Mutual exclusivity is the point. The first version of the scorer returned pass/fail plus a reason string, and reason strings do not aggregate: malformed_json and schema_violation blurred into “bad output,” and matrix cells stopped being comparable across models — which is the entire job of a matrix. Designing the failure vocabulary before collecting failures was the correction, and re-labeling old transcripts under it changed conclusions I had already half-believed. That dead end is written up in the case study.

The corpus leans deliberately into the ugly cases: parallel calls, nested objects, enums, unicode arguments, int64 boundaries, $ref schemas — forty to fifty task definitions where the happy path is one row and the edge cases are the dataset.

one sample is a rumor

Decoding is sampled. Serving is batched. The same model, the same task, the same afternoon can produce a clean call and then a mangled one. At k=1 a matrix cell is an anecdote; I watched cells flip between runs often enough to distrust every single-shot tool-calling table I have ever seen published.

callcheck runs every cell at k=3 minimum, and the runner is resumable per cell, because honest matrices are long and GPUs are interruptible. Three samples is still small — which is exactly why the results have to be read as intervals rather than points. Three passes out of three is not “100%”; a binomial confidence interval at that k is wide, and the width is information. When the full matrix runs land, the rates ship with intervals attached, and a cell whose interval spans “fine” and “broken” gets reported as exactly that. The alternative — running k=1 because compute is precious — is how noise gets published with a straight face.

And before any model gets scored, the scorer itself has to pass: an in-repo mock server replays known tool-call outputs, well-formed and deliberately malformed, and CI asserts the checkers assign exactly the expected labels. A conformance harness with an unverified scorer is opinion with YAML. Of callcheck’s 165 tests, most are this.

The matrix numbers for real models are pending runs on local GPUs. No cell gets filled in by hand.

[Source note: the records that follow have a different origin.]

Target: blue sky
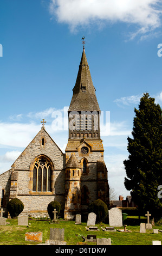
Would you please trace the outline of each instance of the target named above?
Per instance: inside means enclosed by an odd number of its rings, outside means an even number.
[[[127,138],[134,107],[145,92],[161,106],[162,58],[158,55],[161,4],[161,0],[1,0],[0,174],[38,132],[43,118],[47,131],[64,150],[67,109],[85,35],[104,117],[101,135],[109,183],[116,199],[129,194],[124,185],[123,161],[128,155]],[[56,113],[61,113],[60,119],[55,118]],[[66,125],[60,128],[57,121],[61,118]]]

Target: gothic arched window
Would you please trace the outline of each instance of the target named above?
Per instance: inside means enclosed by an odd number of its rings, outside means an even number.
[[[51,191],[52,166],[47,158],[41,156],[35,162],[33,173],[33,192]]]
[[[81,204],[87,204],[88,200],[88,190],[86,186],[83,186],[81,189]]]
[[[83,162],[83,173],[86,173],[87,171],[87,162],[85,160]]]

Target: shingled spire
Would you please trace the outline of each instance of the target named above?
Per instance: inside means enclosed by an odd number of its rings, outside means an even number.
[[[85,47],[79,65],[69,111],[100,111],[95,95]]]

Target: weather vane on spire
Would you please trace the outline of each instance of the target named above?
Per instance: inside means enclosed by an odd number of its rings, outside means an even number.
[[[83,48],[85,48],[85,44],[86,44],[85,41],[84,41],[84,40],[85,40],[85,36],[83,35],[83,36],[82,38],[82,40],[83,40],[82,44],[83,44]]]

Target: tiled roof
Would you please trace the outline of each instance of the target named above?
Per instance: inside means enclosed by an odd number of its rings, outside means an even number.
[[[92,151],[103,151],[103,146],[101,139],[87,139],[86,143],[91,147]],[[80,140],[70,140],[69,139],[65,151],[76,151],[77,148],[82,143],[82,141]]]
[[[84,91],[82,87],[85,87]],[[83,48],[69,111],[100,111]]]
[[[81,164],[78,162],[75,155],[72,154],[66,163],[66,168],[81,168]]]

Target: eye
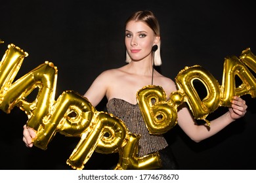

what this means for the router

Here is where the taxonomy stops being descriptive and starts paying rent. If conformance varies per model and per task shape — and it visibly does — then the gateway in front of your models is the natural place where that knowledge becomes policy.

Failure labels imply retry semantics. malformed_json and truncation are sampling artifacts; re-rolling the same model is reasonable. wrong_tool and parallel_collapse are capability gaps; re-rolling buys nothing, and the correct move is falling back to a different model. A router that only sees HTTP status codes cannot make that distinction.
Retries must happen before the first byte is committed downstream. Once you have started relaying a stream to the caller, the fallback window is closed. This is why patchbay — the single-binary gateway I run in front of my own models — does jittered retries strictly pre-first-byte, and relays SSE byte-faithfully after that.
A conformance matrix is routing metadata. “Don’t send parallel-call workloads to a model that collapses them” is a routing rule waiting for a table to read it from. The matrix callcheck produces is shaped to be consumed by exactly that kind of policy.

Measure the primitive, then let the infrastructure act on the measurement. The alternative is what most stacks do today: assume the primitive, and debug the assumption one stalled agent loop at a time.